Puzzle Quest 2 is a universal app, playable on iPad, iPhone or iPod, but I find it most enjoyable on the iPad. The game really takes advantage of the larger screen, with a more intuitive and attractive interface. Unfortunately, the game is not optimized for the iPhone 4’s Retina display, and actually looks pretty ugly on that device.
In many ways, Puzzle Quest 2 improves upon its predecessor and is overall a better game on iOS. That’s not to say, however, that the game is without its frustrations. Getting around the game world sucks, the game is a shameless cheater, and I am sorely missing some of my favorite aspects of the first game, such as the Knight class, developing my citadel and training mounts. The good news is that you can still go back to enjoy the first game, and have a somewhat different experience than is offered by the sequel. That is to say, Puzzle Quest 2 is not a replacement for the first game as is often the case with match-3 sequels; if you play Bejeweled 2, there’s really no reason to return to the first Bejeweled. Instead, Puzzle Quest 1 and 2 coexist happily on one device, offering a multitude of classes, quests and strategic possibilities between them.

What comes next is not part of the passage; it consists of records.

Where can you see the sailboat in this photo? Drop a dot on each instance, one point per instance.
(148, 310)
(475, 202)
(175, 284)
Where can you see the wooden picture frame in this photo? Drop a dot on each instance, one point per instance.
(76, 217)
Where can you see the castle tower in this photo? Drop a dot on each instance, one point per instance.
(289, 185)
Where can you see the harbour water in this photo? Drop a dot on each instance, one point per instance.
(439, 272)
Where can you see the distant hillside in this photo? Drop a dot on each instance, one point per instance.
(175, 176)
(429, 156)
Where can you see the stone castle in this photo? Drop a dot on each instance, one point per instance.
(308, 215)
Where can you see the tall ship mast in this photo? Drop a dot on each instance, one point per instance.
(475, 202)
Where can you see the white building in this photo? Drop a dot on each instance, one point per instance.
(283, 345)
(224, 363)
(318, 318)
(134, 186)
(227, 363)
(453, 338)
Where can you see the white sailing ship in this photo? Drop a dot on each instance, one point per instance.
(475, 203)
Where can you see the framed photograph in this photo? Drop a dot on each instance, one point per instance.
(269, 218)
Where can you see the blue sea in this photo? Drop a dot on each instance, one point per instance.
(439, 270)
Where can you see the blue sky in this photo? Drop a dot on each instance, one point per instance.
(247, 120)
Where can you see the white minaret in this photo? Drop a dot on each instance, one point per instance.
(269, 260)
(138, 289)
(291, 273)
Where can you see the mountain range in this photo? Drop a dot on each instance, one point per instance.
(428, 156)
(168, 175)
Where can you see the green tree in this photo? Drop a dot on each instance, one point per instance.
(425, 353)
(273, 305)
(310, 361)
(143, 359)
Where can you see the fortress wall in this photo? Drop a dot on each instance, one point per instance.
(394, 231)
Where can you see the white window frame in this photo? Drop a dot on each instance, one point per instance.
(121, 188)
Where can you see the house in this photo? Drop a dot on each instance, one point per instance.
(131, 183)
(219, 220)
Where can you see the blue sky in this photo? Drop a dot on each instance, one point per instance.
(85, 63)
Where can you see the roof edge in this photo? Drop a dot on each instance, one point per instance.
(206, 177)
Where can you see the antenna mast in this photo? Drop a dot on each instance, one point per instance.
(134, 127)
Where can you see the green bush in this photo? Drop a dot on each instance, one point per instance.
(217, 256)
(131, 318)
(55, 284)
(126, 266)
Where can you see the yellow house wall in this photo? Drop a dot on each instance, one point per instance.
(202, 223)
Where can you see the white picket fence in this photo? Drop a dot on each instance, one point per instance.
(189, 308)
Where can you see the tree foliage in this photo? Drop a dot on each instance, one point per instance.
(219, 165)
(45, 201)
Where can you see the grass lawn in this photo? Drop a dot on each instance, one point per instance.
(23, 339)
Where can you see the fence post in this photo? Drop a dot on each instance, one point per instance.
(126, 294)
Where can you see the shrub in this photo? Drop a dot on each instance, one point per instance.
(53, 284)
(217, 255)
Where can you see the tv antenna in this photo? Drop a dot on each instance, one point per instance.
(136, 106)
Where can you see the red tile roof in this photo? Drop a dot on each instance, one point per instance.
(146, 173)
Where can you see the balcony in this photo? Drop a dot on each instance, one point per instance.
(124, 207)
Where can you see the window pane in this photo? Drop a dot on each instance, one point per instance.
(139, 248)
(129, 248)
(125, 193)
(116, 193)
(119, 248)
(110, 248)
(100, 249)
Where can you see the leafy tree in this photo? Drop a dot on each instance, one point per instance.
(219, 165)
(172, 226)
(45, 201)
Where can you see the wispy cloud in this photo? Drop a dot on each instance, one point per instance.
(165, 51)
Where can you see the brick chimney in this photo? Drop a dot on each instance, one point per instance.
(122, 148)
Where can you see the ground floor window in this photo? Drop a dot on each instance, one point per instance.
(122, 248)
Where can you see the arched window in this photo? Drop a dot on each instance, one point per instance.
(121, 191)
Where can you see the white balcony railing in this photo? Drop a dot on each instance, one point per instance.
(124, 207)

If you enjoyed the first game, you will enjoy the second. If you missed the first game, but find yourself enjoying Puzzle Quest 2, then give it a try as well. But if you are determined to have only one or the other, then make it Puzzle Quest 2. On the other hand, if the first game didn’t really do it for you, probably Puzzle Quest 2 isn’t going to do it for you either.
I would like to see more content added to the game via updates or IAP. There’s plenty of room for new classes, and I would love to see classes from the first game reworked for play in Puzzle Quest 2. I would also like to see the developer add support for local multiplayer, with the possibility to play against human opponents in tournament mode, and also to play against human or AI controlled player characters. How fun would it be to complete the game as both the Assassin and Barbarian, then to pit the two characters against each other in a VS. mode?!
As match-3 games go, Puzzle Quest 2 is king of the hill. And while the game has been out for several months on Nintendo DS and Xbox Live Arcade, the App Store is really where it belongs. The game is a natural fit for touch-screens, and I would say that the game is at its definitive best on the iPad.
Puzzle Quest 2 is is published by Namco, and a product of Infinite Interactive and D3 Publisher. Available as a universal app for $9.99. Reviewed at version 1.0.0 on an iPad and iPhone 4.